In Iraq, the Al-Maliki regime has, over the past few years, become increasingly sectarian, fuelling the Sunni minority’s discontent through escalating levels of (often murderous) repression and selective access to the state’s oil-based resources; Bagdad's recent ban on several satellite channels  - including Al Jazeera - on the basis of perceived sectarian (pro-Sunni) bias is only the latest manifestation of this development, and echoes similar accusations heard in Damascus and South Beirut.  A potential future Sunni uprising could, in turn, easily replicate the discourses of “Sunni dispossession by a dictatorial Shi’ite regime” heard in Syria, quite apart from receiving the support of the armed Salafi (and non-Salafi) fighters now engaged in fighting on Syrian soil.  Iran’s influence on more radical Shi’ite elements within the country should not be discounted either: again, if pushed into a corner, Tehran would be interested in and capable of causing serious trouble in Syria's weak Eastern neighbour.  Rash intervention could thus end up causing the the deaths of thousands of Iraqis as well.
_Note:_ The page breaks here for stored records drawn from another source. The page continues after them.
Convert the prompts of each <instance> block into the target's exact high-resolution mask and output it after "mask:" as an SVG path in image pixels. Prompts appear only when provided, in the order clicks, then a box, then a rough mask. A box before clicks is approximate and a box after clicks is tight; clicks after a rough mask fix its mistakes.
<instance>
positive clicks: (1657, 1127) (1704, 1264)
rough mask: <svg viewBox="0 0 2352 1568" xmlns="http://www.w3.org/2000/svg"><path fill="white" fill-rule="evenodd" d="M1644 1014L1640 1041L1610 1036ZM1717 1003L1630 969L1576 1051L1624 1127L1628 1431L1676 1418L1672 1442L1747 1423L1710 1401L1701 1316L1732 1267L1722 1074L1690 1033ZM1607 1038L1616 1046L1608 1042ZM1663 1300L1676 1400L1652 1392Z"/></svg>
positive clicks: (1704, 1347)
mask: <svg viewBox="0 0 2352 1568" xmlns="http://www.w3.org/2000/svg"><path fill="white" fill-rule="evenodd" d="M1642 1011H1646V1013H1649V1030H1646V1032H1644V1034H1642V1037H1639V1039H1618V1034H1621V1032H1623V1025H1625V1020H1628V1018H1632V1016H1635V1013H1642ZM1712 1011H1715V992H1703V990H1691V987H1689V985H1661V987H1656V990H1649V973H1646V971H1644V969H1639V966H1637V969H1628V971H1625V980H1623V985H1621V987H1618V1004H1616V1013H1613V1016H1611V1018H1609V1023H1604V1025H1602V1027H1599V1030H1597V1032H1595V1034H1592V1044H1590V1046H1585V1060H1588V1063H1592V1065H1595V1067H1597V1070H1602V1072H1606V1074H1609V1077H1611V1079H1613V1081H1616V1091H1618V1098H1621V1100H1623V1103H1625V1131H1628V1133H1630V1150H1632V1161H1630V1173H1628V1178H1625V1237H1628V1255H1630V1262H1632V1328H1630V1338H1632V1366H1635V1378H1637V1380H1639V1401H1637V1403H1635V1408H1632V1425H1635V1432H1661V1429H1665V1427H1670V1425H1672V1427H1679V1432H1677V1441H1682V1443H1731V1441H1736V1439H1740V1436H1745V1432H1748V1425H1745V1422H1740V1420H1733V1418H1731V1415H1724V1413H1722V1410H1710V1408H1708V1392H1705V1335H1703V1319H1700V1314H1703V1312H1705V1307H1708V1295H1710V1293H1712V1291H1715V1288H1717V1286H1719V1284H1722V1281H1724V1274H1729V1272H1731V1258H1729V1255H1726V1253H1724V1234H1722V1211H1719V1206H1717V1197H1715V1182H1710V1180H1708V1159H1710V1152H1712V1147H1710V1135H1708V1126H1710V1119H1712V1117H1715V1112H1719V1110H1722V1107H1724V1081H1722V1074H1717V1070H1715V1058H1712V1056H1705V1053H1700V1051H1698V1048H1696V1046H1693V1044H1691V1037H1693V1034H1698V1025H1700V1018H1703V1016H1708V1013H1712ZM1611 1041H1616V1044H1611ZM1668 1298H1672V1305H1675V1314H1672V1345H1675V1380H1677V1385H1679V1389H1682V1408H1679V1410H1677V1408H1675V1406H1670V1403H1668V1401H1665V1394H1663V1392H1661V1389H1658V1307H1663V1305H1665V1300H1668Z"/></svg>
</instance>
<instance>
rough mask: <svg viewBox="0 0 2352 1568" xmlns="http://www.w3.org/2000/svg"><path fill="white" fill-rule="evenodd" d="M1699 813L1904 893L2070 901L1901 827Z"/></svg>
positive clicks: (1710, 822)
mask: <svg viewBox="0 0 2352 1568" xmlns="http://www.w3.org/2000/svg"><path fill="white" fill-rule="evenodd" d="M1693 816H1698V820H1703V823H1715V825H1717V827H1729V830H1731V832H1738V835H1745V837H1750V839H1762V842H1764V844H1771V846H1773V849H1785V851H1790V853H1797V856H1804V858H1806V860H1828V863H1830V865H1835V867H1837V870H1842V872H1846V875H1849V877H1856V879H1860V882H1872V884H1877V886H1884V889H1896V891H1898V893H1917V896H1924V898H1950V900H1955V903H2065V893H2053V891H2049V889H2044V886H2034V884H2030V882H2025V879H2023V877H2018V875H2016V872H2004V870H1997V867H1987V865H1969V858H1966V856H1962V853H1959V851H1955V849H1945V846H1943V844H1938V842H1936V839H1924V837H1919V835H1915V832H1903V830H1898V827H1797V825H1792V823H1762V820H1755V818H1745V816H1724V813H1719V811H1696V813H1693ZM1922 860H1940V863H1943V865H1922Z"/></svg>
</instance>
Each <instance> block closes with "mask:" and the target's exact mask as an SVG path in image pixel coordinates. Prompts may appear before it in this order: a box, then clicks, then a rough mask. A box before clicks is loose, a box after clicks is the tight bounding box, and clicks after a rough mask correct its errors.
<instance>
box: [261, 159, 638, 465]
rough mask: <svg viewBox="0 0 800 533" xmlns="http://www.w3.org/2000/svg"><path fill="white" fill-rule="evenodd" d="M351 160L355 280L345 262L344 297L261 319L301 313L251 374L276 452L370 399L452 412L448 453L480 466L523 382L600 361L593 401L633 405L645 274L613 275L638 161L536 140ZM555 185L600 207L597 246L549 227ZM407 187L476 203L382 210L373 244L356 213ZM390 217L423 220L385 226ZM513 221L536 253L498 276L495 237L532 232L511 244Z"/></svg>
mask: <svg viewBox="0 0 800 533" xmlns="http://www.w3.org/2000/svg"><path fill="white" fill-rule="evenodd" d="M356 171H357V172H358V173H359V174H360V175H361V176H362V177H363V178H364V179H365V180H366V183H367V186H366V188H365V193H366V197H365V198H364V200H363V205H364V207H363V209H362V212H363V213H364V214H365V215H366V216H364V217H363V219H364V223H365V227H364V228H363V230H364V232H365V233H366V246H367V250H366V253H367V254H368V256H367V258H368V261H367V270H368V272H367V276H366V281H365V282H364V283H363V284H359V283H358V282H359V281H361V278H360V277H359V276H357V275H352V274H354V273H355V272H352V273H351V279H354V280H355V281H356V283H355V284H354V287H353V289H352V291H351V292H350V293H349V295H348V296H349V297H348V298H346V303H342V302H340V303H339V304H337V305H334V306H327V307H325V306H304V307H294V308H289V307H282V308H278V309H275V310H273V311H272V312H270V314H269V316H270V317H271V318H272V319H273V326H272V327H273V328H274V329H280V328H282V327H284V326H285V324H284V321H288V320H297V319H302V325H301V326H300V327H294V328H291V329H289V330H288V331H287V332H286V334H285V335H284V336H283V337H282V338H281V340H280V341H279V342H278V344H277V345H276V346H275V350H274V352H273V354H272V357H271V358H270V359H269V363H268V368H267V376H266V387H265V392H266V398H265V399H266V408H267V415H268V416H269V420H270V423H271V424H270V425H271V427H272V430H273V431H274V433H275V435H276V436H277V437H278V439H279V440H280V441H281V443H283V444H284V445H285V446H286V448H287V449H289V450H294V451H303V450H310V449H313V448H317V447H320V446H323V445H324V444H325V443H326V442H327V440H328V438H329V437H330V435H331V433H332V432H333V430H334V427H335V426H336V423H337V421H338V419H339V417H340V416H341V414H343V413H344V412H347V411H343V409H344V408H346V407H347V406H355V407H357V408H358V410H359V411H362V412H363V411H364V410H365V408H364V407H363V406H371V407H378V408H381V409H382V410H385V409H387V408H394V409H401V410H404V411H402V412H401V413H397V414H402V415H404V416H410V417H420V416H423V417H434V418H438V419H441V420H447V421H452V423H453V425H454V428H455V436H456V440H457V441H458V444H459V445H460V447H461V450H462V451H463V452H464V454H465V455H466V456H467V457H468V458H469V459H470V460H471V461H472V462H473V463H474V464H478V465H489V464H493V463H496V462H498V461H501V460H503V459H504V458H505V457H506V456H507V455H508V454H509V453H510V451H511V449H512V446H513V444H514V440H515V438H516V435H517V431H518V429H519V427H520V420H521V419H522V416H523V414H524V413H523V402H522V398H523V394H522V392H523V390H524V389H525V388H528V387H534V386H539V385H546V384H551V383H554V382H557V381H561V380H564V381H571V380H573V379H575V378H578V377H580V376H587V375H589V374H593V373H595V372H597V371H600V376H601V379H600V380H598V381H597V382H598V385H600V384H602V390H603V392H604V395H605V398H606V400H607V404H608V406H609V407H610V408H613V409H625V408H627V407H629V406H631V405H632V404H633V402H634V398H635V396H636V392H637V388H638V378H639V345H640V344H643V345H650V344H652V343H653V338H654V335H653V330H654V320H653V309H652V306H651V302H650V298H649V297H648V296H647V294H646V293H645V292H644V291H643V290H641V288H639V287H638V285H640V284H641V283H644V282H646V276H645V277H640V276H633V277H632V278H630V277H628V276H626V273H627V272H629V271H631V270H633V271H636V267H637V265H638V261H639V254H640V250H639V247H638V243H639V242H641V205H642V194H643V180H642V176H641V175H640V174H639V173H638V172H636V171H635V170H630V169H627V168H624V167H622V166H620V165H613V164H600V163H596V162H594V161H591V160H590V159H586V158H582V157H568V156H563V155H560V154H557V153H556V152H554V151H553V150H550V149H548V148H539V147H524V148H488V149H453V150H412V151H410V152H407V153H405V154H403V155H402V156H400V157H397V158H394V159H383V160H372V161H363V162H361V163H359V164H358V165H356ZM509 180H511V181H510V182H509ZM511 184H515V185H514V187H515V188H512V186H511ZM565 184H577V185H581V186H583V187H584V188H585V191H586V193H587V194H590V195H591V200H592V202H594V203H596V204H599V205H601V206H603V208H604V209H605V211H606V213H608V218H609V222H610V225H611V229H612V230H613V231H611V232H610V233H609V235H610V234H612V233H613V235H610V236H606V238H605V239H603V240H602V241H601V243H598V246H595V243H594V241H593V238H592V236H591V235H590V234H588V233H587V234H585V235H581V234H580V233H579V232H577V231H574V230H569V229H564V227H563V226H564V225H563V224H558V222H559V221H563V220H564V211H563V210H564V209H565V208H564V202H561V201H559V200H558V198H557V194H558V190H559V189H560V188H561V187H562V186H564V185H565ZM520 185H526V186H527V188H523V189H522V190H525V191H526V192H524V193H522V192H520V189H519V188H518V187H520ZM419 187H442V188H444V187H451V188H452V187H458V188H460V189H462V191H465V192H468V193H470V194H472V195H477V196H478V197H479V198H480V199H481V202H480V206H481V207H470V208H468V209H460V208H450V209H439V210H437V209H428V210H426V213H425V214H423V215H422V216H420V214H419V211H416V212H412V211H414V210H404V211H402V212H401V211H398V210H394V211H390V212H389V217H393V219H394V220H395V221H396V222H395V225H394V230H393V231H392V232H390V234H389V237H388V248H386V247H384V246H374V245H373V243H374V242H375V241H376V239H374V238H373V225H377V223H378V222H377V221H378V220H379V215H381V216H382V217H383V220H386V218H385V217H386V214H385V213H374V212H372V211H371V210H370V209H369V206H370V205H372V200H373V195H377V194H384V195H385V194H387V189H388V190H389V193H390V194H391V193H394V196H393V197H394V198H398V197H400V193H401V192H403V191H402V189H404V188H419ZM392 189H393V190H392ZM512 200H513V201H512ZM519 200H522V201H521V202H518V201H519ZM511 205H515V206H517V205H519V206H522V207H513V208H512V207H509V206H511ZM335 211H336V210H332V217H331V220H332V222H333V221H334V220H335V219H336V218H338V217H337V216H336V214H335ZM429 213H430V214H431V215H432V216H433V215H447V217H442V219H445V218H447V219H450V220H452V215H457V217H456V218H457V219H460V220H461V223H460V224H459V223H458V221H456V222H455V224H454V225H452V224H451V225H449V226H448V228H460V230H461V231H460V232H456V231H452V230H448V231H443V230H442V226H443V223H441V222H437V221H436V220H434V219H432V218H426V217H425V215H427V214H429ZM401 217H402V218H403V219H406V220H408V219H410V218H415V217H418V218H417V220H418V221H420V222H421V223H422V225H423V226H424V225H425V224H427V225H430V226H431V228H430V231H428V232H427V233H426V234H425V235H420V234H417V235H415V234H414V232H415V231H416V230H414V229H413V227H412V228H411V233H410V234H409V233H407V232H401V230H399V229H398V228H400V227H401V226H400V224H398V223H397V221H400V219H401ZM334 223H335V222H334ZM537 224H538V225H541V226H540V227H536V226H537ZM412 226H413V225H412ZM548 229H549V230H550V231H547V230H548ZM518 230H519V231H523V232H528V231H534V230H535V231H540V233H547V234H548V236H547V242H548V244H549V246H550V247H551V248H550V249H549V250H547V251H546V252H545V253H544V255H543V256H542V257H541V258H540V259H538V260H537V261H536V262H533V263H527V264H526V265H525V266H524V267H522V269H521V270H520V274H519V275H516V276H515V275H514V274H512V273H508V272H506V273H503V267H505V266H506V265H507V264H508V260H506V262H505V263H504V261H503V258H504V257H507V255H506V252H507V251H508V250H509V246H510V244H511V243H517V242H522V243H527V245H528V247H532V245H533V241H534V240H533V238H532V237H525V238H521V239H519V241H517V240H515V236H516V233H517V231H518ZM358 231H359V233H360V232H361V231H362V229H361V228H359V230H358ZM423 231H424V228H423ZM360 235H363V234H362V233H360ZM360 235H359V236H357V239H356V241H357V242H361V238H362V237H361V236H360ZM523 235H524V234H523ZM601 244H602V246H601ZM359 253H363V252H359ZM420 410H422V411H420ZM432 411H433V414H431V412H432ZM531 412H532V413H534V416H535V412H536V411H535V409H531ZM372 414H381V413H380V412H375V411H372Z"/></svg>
There is, quite simply, no automatic moral high ground in knee-jerk democratic or humanitarian entanglements, in the saving of some at the price of killing scores of others.  Not keeping this in mind could lead the whole region into yet another - entirely avoidable - disaster, involving not one, but three collapsed states, and a host of other cynical players whose actions and reactions might take everyone...on the road to nowhere.  The McCains and Grahams of the world better take heed, instead of playing on the short-term hopes and fears of their electorates, as happened in the run-up to an earlier Middle Eastern debacle.